Lisette Oropesa in Armani Privé
I sarti di Dolce&Gabbana. Molta ammirazione generale della sartoria della Scala per i colleghi dell’atelier di Dolce&Gabbana che hanno seguito praticamente in scena il regista Davide Livermore cucendogli addosso un frac di grande personalità, ideale per il suo racconto conclusivo sul valore patrio del teatro, e quel fatidico 11 maggio del 1946 in cui Arturo Toscanini, rientrato in Italia dopo il celebre e famigerato schiaffo per essersi rifiutato di dirigere l’inno fascista “giovinezza”, commosse l’Italia e il mondo intero salendo sul podio ricostruito in pochi mesi. Il Teatro alla Scala ha cadenzato, punteggiato e orchestrato tutti i fatti storici più rivoluzionari degli ultimi due secoli
Body positivity significa anche diritto di cambiare taglia. Dopo averci fatto capire che cosa sarebbe stata la sua Lucia di Lammermoor con un toccante “regnava nel silenzio” (per favore, gentile signora Maria Di Freda che governa il teatro, la riprogrammi appena possibile) Lisette Oropesa, elegante e bellissima interprete anche di una delle linee più difficili di Giorgio Armani, ha mostrato al mondo intero che aver perso molti chili non vuol dire rinnegare il proprio sé e non necessiti di commenti, tanto meno irritati o irridenti. Vuol dire, semplicemente, desiderare un altro corpo, o averne bisogno per rispondere ad esigenze professionali imprescindibili. Lisette Oropesa voleva dimostrare al mondo intero di poter sbaragliare qualunque rivale in qualunque ruolo. Come la Callas. Crediamo che cambiare pelle sia un’opportunità data a tutti: lei l’ha colta al meglio.

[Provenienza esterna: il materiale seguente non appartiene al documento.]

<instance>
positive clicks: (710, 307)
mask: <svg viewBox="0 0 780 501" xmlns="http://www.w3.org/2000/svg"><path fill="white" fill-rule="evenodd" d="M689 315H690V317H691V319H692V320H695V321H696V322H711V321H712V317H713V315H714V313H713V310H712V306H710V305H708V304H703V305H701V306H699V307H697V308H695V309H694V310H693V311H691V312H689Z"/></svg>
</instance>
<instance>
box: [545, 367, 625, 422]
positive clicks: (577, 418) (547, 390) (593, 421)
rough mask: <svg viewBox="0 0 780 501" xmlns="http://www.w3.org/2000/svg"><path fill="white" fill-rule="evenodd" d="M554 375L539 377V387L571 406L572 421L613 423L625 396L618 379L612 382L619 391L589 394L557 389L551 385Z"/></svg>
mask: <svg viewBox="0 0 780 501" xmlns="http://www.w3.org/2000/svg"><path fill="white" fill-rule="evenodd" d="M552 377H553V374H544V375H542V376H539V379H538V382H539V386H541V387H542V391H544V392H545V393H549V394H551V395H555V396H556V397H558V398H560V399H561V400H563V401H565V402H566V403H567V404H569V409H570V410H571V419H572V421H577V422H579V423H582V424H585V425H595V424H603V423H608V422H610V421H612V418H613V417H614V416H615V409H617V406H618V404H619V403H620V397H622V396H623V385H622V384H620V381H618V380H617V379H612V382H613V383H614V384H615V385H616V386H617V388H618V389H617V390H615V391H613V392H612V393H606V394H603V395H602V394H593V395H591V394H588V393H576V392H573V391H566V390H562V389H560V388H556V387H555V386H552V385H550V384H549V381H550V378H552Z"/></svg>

Kristine Opolais in Giorgio Armani
I vestiti godono di vita propria ma di letture personali. Gli strepitosi curatori del programma radiofonico di RadioTre “La barcaccia” commentavano ammirati l’abito di Marina Rebekha in “Un bel dì vedremo” dall’ampia scollatura disseminata di fiori. “Ecco, le verbene”, commentavano. Era un abito di collezione di Dolce&Gabbana, naturalmente, magnificamente adattato per le misure della cantante lungo quella speciale “idea inclusiva di femminilità” che Falaschi riconosce fra le massime attrattive dell’atelier. Ed era ovviamente perfetto per evocare gli olezzi di verbena dell’aria pucciniana.
Maria Chiara Centorami ha molto insistito per vestire Marco De Vincenzo. Aveva molta ragione.

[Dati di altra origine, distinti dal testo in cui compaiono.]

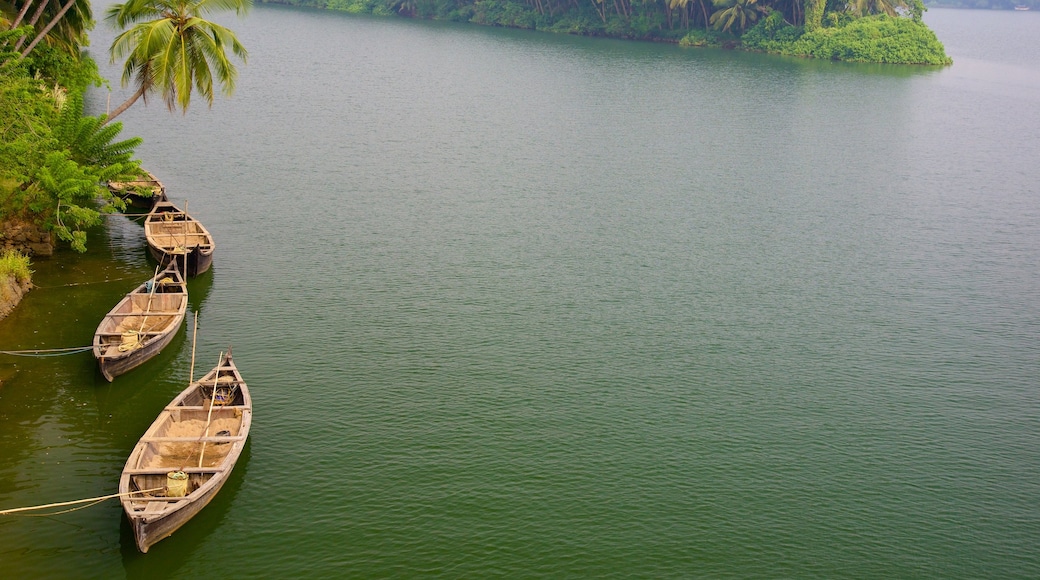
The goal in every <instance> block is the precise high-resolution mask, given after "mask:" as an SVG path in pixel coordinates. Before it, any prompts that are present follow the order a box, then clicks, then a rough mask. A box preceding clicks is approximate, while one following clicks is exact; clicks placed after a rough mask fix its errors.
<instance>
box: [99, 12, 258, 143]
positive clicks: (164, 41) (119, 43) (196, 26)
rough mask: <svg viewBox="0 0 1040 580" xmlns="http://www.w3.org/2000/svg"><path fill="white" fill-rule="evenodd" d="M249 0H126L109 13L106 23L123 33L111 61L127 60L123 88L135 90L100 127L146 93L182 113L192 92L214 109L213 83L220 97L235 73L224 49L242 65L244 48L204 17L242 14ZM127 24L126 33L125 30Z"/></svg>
mask: <svg viewBox="0 0 1040 580" xmlns="http://www.w3.org/2000/svg"><path fill="white" fill-rule="evenodd" d="M252 4H253V2H252V0H128V1H127V2H124V3H122V4H115V5H114V6H112V7H111V8H109V9H108V12H107V15H106V20H108V21H109V22H114V23H115V25H116V26H118V27H119V28H120V29H122V30H123V32H122V33H120V34H119V35H118V36H116V37H115V39H114V41H112V47H111V49H110V51H109V52H110V54H111V56H112V62H115V61H116V60H118V59H122V58H124V57H126V59H127V60H126V64H125V65H124V67H123V86H126V85H128V84H130V81H131V79H133V82H134V83H135V84H136V86H137V90H135V91H134V94H133V95H132V96H130V98H129V99H127V101H126V102H125V103H123V104H122V105H120V106H119V107H116V108H115V110H114V111H112V112H111V114H109V115H108V117H107V118H106V120H105V123H108V122H110V121H111V120H113V118H115V117H116V116H119V115H120V114H121V113H122V112H123V111H125V110H127V109H128V108H129V107H130V106H131V105H133V104H134V103H135V102H137V100H138V99H140V98H142V97H144V98H145V99H146V102H147V96H148V94H149V93H152V91H156V93H159V94H160V95H162V100H163V101H164V102H165V103H166V108H168V109H170V110H171V111H173V110H174V109H175V108H178V107H179V108H180V109H181V110H182V111H183V112H187V109H188V103H189V102H190V100H191V91H192V89H194V90H197V91H198V93H199V94H200V95H201V96H203V97H205V98H206V101H207V103H209V105H210V106H212V105H213V78H214V77H215V78H216V80H217V82H219V84H220V85H222V86H223V88H224V94H225V95H231V94H232V93H233V91H234V88H235V78H236V77H237V76H238V70H237V69H236V68H235V65H234V63H233V62H232V61H231V59H230V58H229V57H228V52H227V51H228V49H229V48H230V49H231V52H232V53H233V54H234V55H235V56H238V57H239V58H241V59H242V62H245V59H246V57H248V56H249V54H248V52H246V51H245V47H243V46H242V45H241V43H239V42H238V38H237V37H236V36H235V33H234V32H232V31H231V30H229V29H228V28H225V27H223V26H220V25H218V24H214V23H212V22H210V21H208V20H205V19H204V18H203V17H205V16H208V15H209V14H211V12H215V11H226V10H234V11H235V14H238V15H242V14H244V12H245V11H248V10H249V8H250V7H251V6H252ZM130 25H132V27H131V28H129V29H127V26H130Z"/></svg>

Laura Marinoni non ha indossato il Gianluca Capannolo rosa che nella ripresa compare appeso in camerino, recitando in sottoveste. Ha molto sbagliato (ha sbagliato anche il tono di recitazione della poesia di Eugenio Montale “Ho sceso un milione di scale dandoti il braccio”, che da intima e commovente si è trasformata in un dramma sceneggiato davvero fuori luogo, per non dire di averla declamata molto didascalicamente sulle scale del padiglione Mario Botta, ma questa è un’altra faccenda).
Caterina Murino offusca i vestiti. O, meglio, li rende parte di sé. Come dovrebbe fare ogni vera attrice. E lei lo è. Interpretare in tulle rosa un ruolo maschile drammatico come quello di Triboulet ne Le Roi s’amuse, insomma il Rigoletto originario narrato da Victor Hugo, non era evidente. Grandiosa.